A budget for the upcoming fiscal year was approved Tuesday night and with it, a decision to seek a request for proposals from local solid waste companies to potentially privatize the city’s solid waste division.
The fee schedule approved by the Green River City Council includes fee increases for the solid waste division. Rates for weekly dumping of the 90-gallon residential trash bins was increased from $25.50 a month to $31.50. A charge for a second trash container’s weekly dumping was set at $15.75 a month. However, those fees will not maintain the solid waste fund, or even pay for the transfer station’s completion and equipment.
Without the transfer station project looming overhead, the city would burn through most of the reserves in its solid waste fund.
Currently, $1.25 million is in the fund, but would decrease to $173,787 by the end of June 2018. The fund would be bankrupt by September 2018 in that scenario. With the transfer station added to the issue, the fund cannot cover the completion costs of the station, nor the equipment needed inside.
“We do not have the ability to finish the transfer station or buy equipment,” City Administrator Reed Clevenger said.
The city needs approximately $500,000 to cover the station’s costs.
The transfer station is anticipated to be completed by November.
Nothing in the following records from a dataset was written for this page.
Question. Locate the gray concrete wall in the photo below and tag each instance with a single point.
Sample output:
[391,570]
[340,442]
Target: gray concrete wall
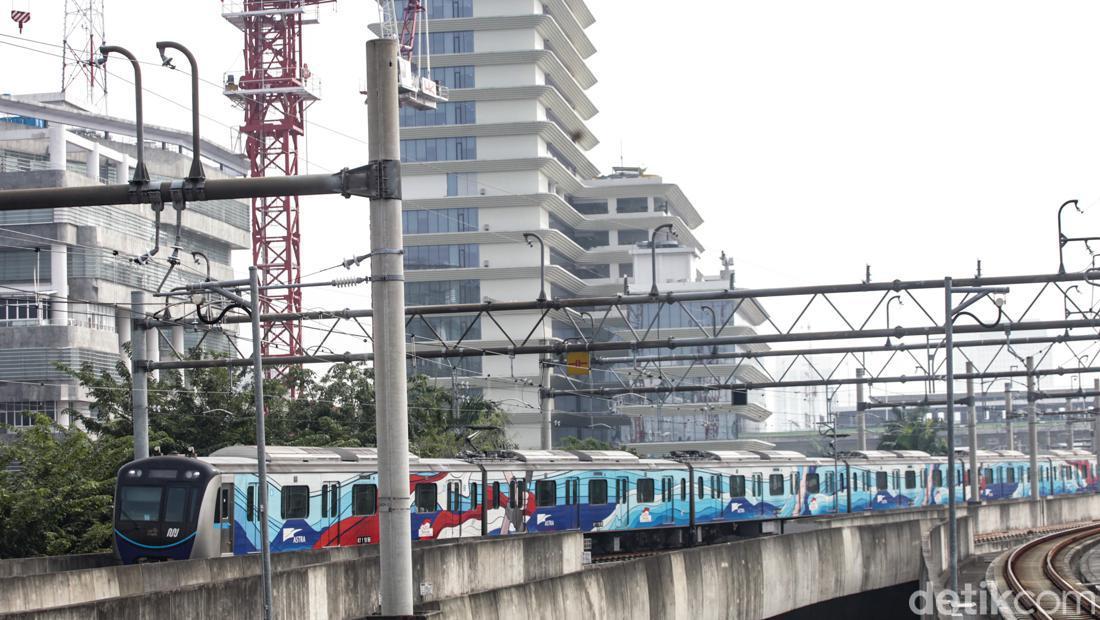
[752,578]
[339,583]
Finance Director Chris Meats said the city would have to consider another rate increase if a loan or other financing was secured for the transfer station and equipment and cautioned the Council, saying the longer they wait to make a decision, the more time the solid waste fund would need to recover.
“We need to explore and decide what we’re going to do,” Councilman Gary Killpack said.
Killpack motioned for the Council to decide if it wanted to issue a request for proposals from local solid waste companies, as well as instruct city staff to create a potential severance package for the solid waste employees should the Council ultimately decide to privatize the system. Killpack said solid waste employees have been on edge long enough regarding the future of their employment with the city.
Five of the six Council representatives were in favor of issuing a request for proposal. The sole dissenting vote came from Councilman Allan Wilson, who said the Council should have had all of the options laid before them prior to finalizing the city’s budget.
Wilson also criticized the decision, saying other employees would likely have their time cut as a result of moving to a private solid waste system, not just the employees within the solid waste division.
Mayor Pete Rust said the issue is something hitting cities and towns across the state, citing a survey conducted by the Wyoming Association of Municipalities.
He said 24 of the 25 responding municipal governments are conducting rate studies, raising rates and building transfer stations.
Rust said the stations are a result of a partially funded mandate from the Wyoming Department of Environmental Quality in an attempt to protect ground water supplies from landfill contamination. Rust said municipalities with landfills were given the choice of installing a lining in their landfill or transferring garbage to a regional land fill.
Rust said plans were in place for the transfer station, but the city didn’t anticipate the loss in mineral revenue two years ago, which impacted funding from the state.
Despite that, Rust said the city’s staff did a better job than most in preparing Green River for the revenue decline.